Signora Ebadi, la tensione nel suo Paese è altissima. Si aspettava quello che è successo quando è partita, il giorno delle elezioni?
«No. Tutti si aspettavano che avrebbe vinto Moussavi. Era un´opinione condivisa. Poi ci sono stati quei risultati e le persone hanno cominciato a chiedersi dove fossero finiti i loro voti. Ed è esplosa la rabbia: non sono stati solo gli annunci sui falsi risultati che hanno fatto infuriare la gente. Ma soprattutto le premature congratulazioni della Guida suprema Khamenei ad Ahmadinejad. Nessuno poteva aspettarsi che le leggi venissero violate in questa maniera. Né tantomeno questo comportamento verso il popolo».
Quindi lei pensa che ci siano stati brogli nei risultati...
«Gli oppositori di Ahmadinejad e le persone che dimostrano in piazza lo pensano. Giustamente, ritengo. I raid dei poliziotti dopo il voto, quando sono stati attaccati i dormitori degli studenti universitari e molte persone sono state arrestate, rende questa ipotesi più credibile. Ma a questo punto il fatto più importante non sono più i brogli ma la maniera in cui sono state trattate le persone che partecipavano alle proteste. La gente che manifesta pacificamente non merita di ricevere pallottole come risposta. Nessuno immaginava che il governo fosse così crudele e violento. Sono state aggredite persone indifese: la Costituzione iraniana dice che le manifestazioni e i raduni pacifici devono essere consentiti. Questo non è stato rispettato. Tutto il mondo ha visto quanto pacifiche fossero le manifestazioni del popolo iraniano e quanto violenta la risposta».
Da fuori questa appare soprattutto come una rivolta di giovani e di donne: la sorprende?
«No.
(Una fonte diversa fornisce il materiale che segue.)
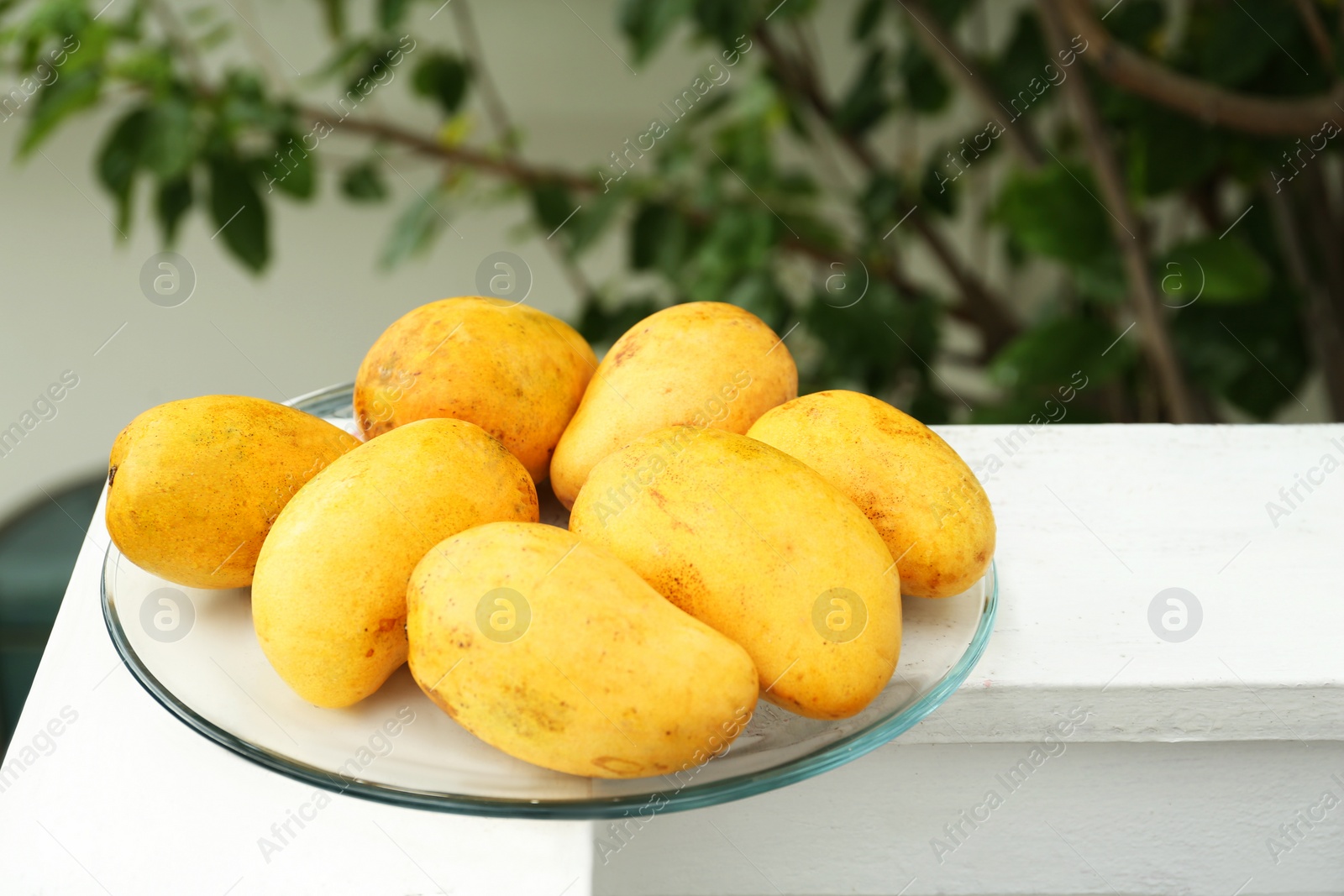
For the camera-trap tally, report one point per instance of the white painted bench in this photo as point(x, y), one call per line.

Sia i giovani che le donne negli ultimi anni hanno sofferto per la diseguaglianza, che comunque ha toccato tutta la popolazione. Volevano più libertà, non erano soddisfatti, volevano cambiare. Pensavano, come tanta gente, che i riformisti avrebbero vinto. Sarebbe andata così se non ci fossero stati i brogli che hanno portato alla vittoria di Ahmadinejad. Di fronte a questo il popolo iraniano ha chiesto di annullare le elezioni: e non si fermerà fino quando questo non succederà».
Anche se questo significherà più violenza?
«Le persone che sono a favore delle riforme non ricorrono alla violenza. Non è nel loro modo di comportarsi. La violenza è venuta dalla parte della polizia e del governo. Le proteste continueranno, la gente non userà la violenza, così come non l´ha usata fino a questo momento: in questa maniera otterrà i risultati che vuole».